The scientists did not want to leave it there, however. There were too many associated questions, such as whether exceptional heat waves had already left their mark on the crab numbers in the past? To this end the researchers compared the crab catch data of the Venetian fishermen from the years of 1940 to 2009 with the weather data for this period. “During this comparison we established that the fishermen most definitely feel the impact of the consequences of an exceptional heat wave at the time of spawning – however, always two years later, i.e. when those crabs which died as embryos would reach the sexual maturity. The animals require precisely these two years to grow from a young animal into an adult crab”, says Folco Giomi.

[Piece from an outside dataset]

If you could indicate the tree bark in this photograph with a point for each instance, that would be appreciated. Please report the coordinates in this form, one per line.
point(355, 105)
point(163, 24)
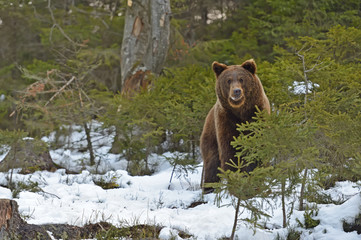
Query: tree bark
point(145, 42)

He and his German colleague Prof. Hans-Otto Pörtner draw two conclusions from these research results. “The study firstly shows that climate change also affects those species which have a relatively high temperature tolerance. This would appear to always apply in regions in which they reach the limits to their temperature-dependent prevalence“, says Hans-Otto Pörtner, head of the Integrative Ecophysiology working group at the Alfred Wegener Institute. “This finding is really important”, adds Folco Giomi: “If we must assume that even temperature-robust species such as the shore crab are only to be found in small quantities in some regions as a result of the progressive climate change, species with a higher temperature sensitivity have even poorer future prospects.”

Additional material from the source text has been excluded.